Apesar da remoção forçada da maior parte do grupo, membros remanescentes permaneceram na área, enquanto o grupo removido empreendia esforços, desde o primeiro momento, de retorno à região de origem. Marãiwatsédé permaneceu como lugar de perambulação, coleta de sementes e frutos e culto ancestral. Mesmo assim, a tentativa de apagar a presença indígena é manifestada em inúmeras certidões emitidas pela FUNAI, atestando falsamente a inexistência de comunidades indígenas na área do empreendimento denominado Agropecuária Suiá-Missu.
A dispersão da comunidade de Marãiwatséde tornou-os extremamente vulneráveis, sujeitando-os à hostilização por parte de outros grupos Xavantes. Com isso, devido a graves desentendimentos ocorridos na Aldeia São Marcos, parte do grupo foi para Couto Magalhães. Em seguida, para o território de Areões e, por fim, seguiram para Pimentel Barbosa, onde ficaram até retomarem a posse de Marãiwatséde. “A luta ainda persiste, tendo em vista a parcela do território, já efetivamente identificado pela Funai, que ainda não lhes foi restituído, bem como a intensa conflituosidade que marca a relação da comunidade indígena com a comunidade envolvente, especialmente do município de Alto Boa Vista”, afirmam os procuradores na ação.

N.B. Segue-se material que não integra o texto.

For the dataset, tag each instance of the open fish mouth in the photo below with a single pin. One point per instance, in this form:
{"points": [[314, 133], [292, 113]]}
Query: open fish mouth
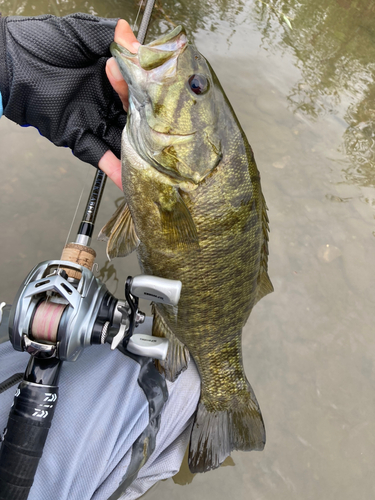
{"points": [[155, 54]]}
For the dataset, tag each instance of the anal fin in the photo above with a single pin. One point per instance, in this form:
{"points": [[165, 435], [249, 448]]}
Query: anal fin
{"points": [[216, 434]]}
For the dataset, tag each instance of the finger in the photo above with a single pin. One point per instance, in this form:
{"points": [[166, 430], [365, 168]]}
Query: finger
{"points": [[125, 36], [111, 166], [117, 81]]}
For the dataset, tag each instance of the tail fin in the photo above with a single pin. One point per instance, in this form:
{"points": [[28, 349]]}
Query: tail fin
{"points": [[216, 434]]}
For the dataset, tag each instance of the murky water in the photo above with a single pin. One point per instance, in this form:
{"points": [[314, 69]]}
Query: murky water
{"points": [[305, 96]]}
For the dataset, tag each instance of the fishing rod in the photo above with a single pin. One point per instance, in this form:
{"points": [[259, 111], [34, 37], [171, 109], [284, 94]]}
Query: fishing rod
{"points": [[100, 177], [60, 309]]}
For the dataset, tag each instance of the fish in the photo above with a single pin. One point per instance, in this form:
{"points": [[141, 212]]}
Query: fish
{"points": [[194, 211]]}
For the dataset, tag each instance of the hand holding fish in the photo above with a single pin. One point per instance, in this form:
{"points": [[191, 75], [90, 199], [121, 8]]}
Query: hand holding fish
{"points": [[109, 163], [52, 77]]}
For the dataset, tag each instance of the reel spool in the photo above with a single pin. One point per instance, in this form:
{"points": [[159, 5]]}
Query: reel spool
{"points": [[46, 321]]}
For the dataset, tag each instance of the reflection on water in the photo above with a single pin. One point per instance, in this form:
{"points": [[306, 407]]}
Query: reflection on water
{"points": [[334, 44], [305, 95]]}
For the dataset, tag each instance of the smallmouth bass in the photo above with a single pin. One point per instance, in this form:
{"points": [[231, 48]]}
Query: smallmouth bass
{"points": [[195, 212]]}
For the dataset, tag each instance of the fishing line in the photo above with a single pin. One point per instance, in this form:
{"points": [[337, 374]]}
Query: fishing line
{"points": [[77, 207], [87, 225], [136, 19]]}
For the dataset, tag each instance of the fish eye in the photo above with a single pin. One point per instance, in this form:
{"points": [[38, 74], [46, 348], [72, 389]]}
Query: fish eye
{"points": [[198, 84]]}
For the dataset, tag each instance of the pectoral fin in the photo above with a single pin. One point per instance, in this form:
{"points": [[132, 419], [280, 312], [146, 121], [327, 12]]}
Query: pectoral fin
{"points": [[178, 355], [176, 220], [119, 232]]}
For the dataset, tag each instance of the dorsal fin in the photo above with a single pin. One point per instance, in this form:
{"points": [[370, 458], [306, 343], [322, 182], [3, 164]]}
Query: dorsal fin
{"points": [[264, 283]]}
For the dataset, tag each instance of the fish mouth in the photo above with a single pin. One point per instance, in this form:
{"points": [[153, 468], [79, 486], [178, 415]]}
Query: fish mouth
{"points": [[156, 53]]}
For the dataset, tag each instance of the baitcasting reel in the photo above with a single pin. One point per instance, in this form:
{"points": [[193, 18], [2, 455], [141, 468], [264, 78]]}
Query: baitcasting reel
{"points": [[61, 308]]}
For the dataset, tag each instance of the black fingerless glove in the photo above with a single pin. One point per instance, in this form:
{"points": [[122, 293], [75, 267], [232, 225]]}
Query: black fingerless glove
{"points": [[52, 76]]}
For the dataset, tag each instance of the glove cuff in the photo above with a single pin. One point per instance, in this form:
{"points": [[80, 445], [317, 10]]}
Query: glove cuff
{"points": [[4, 77]]}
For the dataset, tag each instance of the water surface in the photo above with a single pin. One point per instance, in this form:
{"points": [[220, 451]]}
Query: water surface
{"points": [[305, 96]]}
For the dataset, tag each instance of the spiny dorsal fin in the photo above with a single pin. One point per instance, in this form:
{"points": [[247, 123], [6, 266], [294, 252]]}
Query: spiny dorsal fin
{"points": [[178, 355], [119, 232], [264, 283]]}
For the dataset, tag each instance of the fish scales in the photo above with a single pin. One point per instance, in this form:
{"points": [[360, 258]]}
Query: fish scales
{"points": [[198, 215]]}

O objeto da Ação Civil Pública vai além do pedido de reparação material aos Xavantes, pois isso seria ignorar todo o sofrimento ao qual os indígenas de Marãiwatséde foram submetidos ao longo dos últimos 48 anos, e as dificuldades enfrentadas até os dias atuais.
Diante dos fatos, o MPF solicita o pedido público de desculpas por parte das autoridades públicas do país, a ser realizado em terra Xavante, para a reparação dos danos morais coletivos causados à comunidade indígena.
A recuperação da terra indígena também foi pedida pelo MPF na Ação Civil Pública. “É necessário ressaltar que tal pedido está intimamente ligado à manutenção das condições existenciais mínimas daquela comunidade, cujos costumes guardam íntima relação com a terra originária. Destarte, a degradação ecológica da área impede não apenas a reprodução cultural daquele povo, mas também a própria saúde e nutrição físicas, severamente impactadas pelo desmatamento em suas terras”, relata um trecho do texto da ação civil.
Para o MPF também é essencial que as entidades envolvidas na ação declarem formalmente a existência dos atos ilícitos cometidos contra os indígenas, neste caso a remoção forçada de cerca de 263 membros da comunidade Xavante de Marãiwatséde, seguida da morte de mais de 80 pessoas do grupo, com delcaração expressa sobre a caracterização de tais atos como crime de genocídio.
E por fim a reparação pecuniária dos danos causados à comunidade indígena, no valor de R$ 129.837.000,00. O valor arbitrado deve ser depositado em conta judicial e liberado segundo a apresentação de projetos tendentes ao benefício da comunidade afetada, independentemente da residência atual na Terra Indígena Marãiwatséde.